Os seios dela doíam agora — não da plenitude leitosa de antes, mas de uma espécie de saudade física, como se cada glândula lembrasse o peso que já tiveram. Ela sentiu Danilo encolhendo entre suas pernas, não em tamanho, mas em presença, e quando ele se mexeu dentro dela, já não era a mesma coisa. Era só ele de novo. Só Danilo. A barriga dela contraiu-se então, não com um espasmo de prazer, mas com uma cãibra estranha, e ela sentiu o líquido acumulado escorrendo para fora numa corrente morna que manchou as coxas dele.
Ele riu, um som rouco e cansado, e puxou-a para um abraço que era mais consolo que paixão. "Voltamos", ele murmurou, e a voz dele já estava mais próxima do normal — ainda grossa, mas não mais aquele rugido animal de antes. Nandinha olhou para baixo e viu o próprio corpo desinflando devagar, como um bolo saindo do forno, a pele antes esticada agora formando pequenas pregas macias sobre seu ventre. Tentou lembrar como tinha sido — o peso, a plenitude, a sensação de estar cheia dele de maneiras que desafiavam a física — mas já estava escorrendo entre seus dedos como areia.
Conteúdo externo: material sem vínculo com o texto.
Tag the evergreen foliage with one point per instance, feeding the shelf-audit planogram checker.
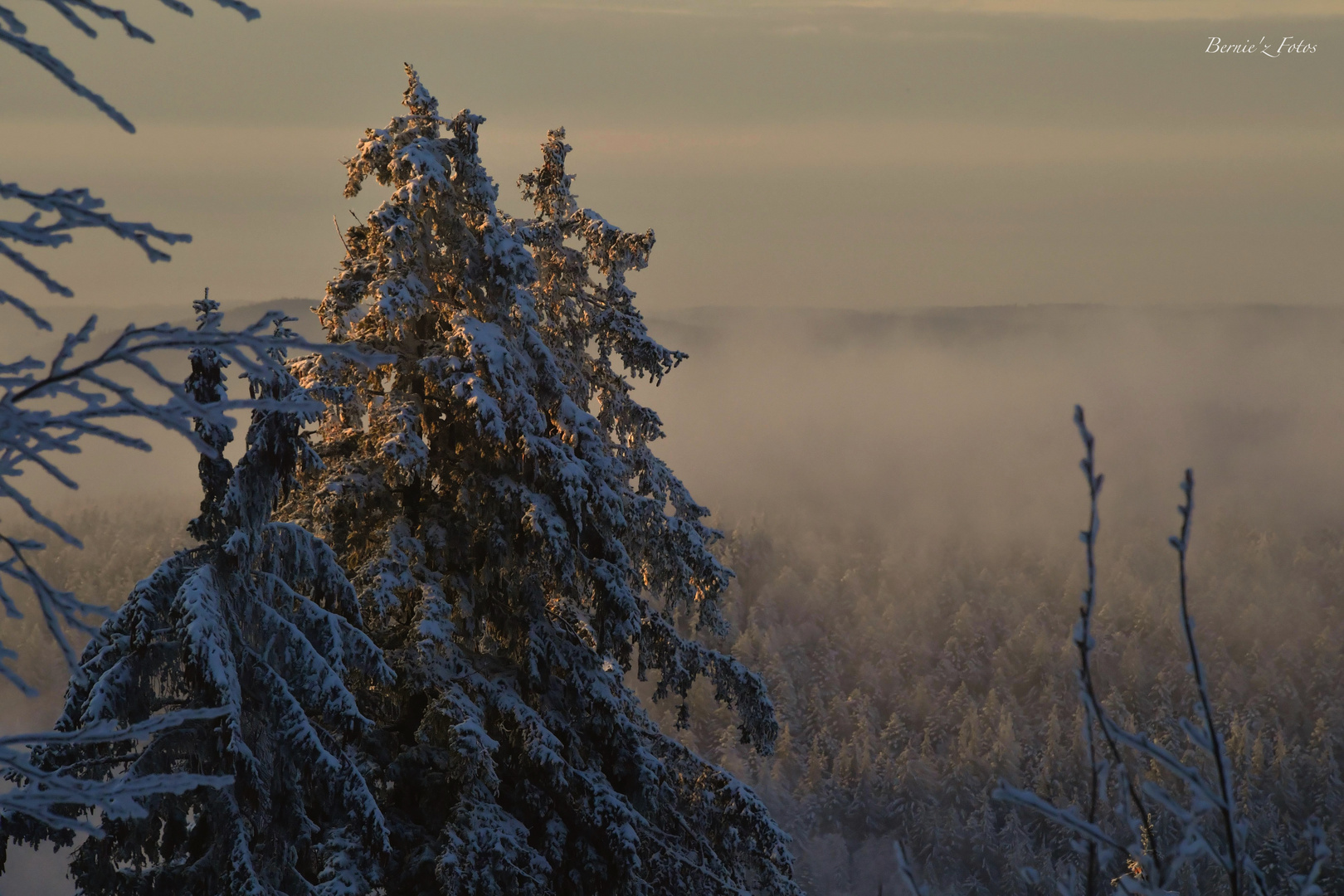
(518, 546)
(260, 631)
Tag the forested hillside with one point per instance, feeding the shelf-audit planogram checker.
(908, 674)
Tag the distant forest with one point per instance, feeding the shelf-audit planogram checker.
(912, 672)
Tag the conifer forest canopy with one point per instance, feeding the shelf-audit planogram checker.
(719, 448)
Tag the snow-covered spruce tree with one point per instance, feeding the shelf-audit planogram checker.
(261, 624)
(518, 546)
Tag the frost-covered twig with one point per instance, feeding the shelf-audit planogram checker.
(14, 32)
(1213, 740)
(71, 210)
(1144, 869)
(46, 409)
(46, 790)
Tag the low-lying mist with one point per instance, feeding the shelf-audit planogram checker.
(902, 499)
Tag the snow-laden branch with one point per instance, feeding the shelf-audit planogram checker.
(47, 790)
(46, 409)
(1199, 825)
(14, 32)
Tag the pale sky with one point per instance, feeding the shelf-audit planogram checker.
(800, 153)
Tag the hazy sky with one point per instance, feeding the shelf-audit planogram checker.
(869, 155)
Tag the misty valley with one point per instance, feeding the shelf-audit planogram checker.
(475, 572)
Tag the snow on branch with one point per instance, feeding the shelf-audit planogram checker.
(73, 210)
(50, 789)
(46, 409)
(1157, 835)
(14, 32)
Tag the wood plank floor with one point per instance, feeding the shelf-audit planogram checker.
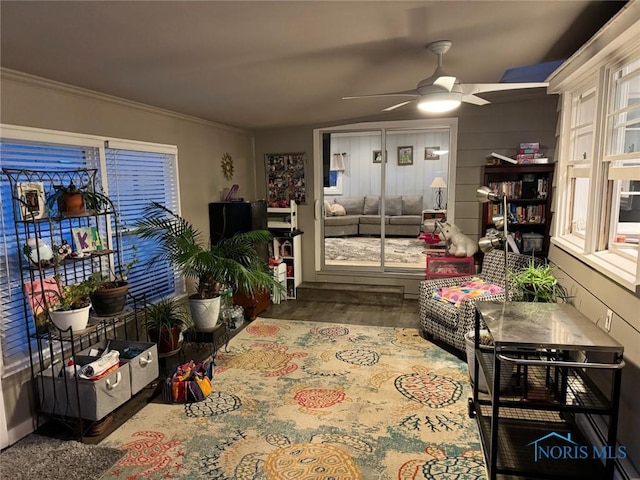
(404, 315)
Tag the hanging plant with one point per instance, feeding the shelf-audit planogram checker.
(227, 166)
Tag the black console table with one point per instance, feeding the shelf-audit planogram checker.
(530, 427)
O ventilador parou de repente, como se também tivesse cansado, e o quarto ficou em silêncio — só a respiração deles, agora mais lenta, mais humana. Danilo passou uma mão pelo rosto dela, limpando o suor da testa, e ela percebeu que seus dedos já não eram mais aquelas garras enormes de antes. Eram só dedos. Seus dedos. Ela agarrou um deles e levou à boca, mordendo-o levemente, como fazia sempre que queria provar que ele era real. Ele sorriu, e era o mesmo sorriso de sempre — um pouco torto, um pouco cansado, totalmente dele. "Amanhã", ele disse, e ela sabia que não era uma promessa. Era só uma possibilidade.